Whatever else predestination may mean, Paul clearly believed followers of Jesus have a destiny: to become like Jesus. Did he think we would magically become different people when we got heaven? Or did he expect spiritual transformation to begin here and now?

How many of us turned to Jesus for something more than forgiveness? How many of us heard all of the good news: right relationships, peace, and joy are possible in this life as we learn to drink deep of God’s presence here and now? (Romans 14:17) What if we can transformed from the “mean guy” into the “Christlike guy” day by day? Did anyone tell us that the joy of heaven need not wait until the end of the age?

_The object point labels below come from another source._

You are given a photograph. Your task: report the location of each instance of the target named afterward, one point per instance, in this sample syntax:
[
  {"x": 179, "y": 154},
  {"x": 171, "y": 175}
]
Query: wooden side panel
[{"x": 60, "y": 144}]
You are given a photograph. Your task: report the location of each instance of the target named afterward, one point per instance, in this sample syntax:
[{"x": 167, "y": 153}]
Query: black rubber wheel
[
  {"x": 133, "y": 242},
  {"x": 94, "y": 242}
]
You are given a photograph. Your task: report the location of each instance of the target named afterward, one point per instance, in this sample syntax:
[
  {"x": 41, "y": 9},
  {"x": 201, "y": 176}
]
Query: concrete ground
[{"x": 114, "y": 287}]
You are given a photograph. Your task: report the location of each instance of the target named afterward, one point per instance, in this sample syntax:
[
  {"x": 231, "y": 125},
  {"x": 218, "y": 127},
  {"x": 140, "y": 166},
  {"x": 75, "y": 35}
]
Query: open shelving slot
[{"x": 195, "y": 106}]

When we are born from above the beginning has just begun. The joy of heaven is available to us as we learn how to crawl, toddle, and eventually walk in the Spirit. The prisons of our own anger, resentment, and yes, our own meanness, can drop away as we position ourselves to receive more and more of the grace of God. The Biblical ideal of spiritual transformation holds the promise of heaven on earth because we can begin to join the heavenly host now. Wouldn’t it be a shame to get to heaven and be unable to enjoy the party?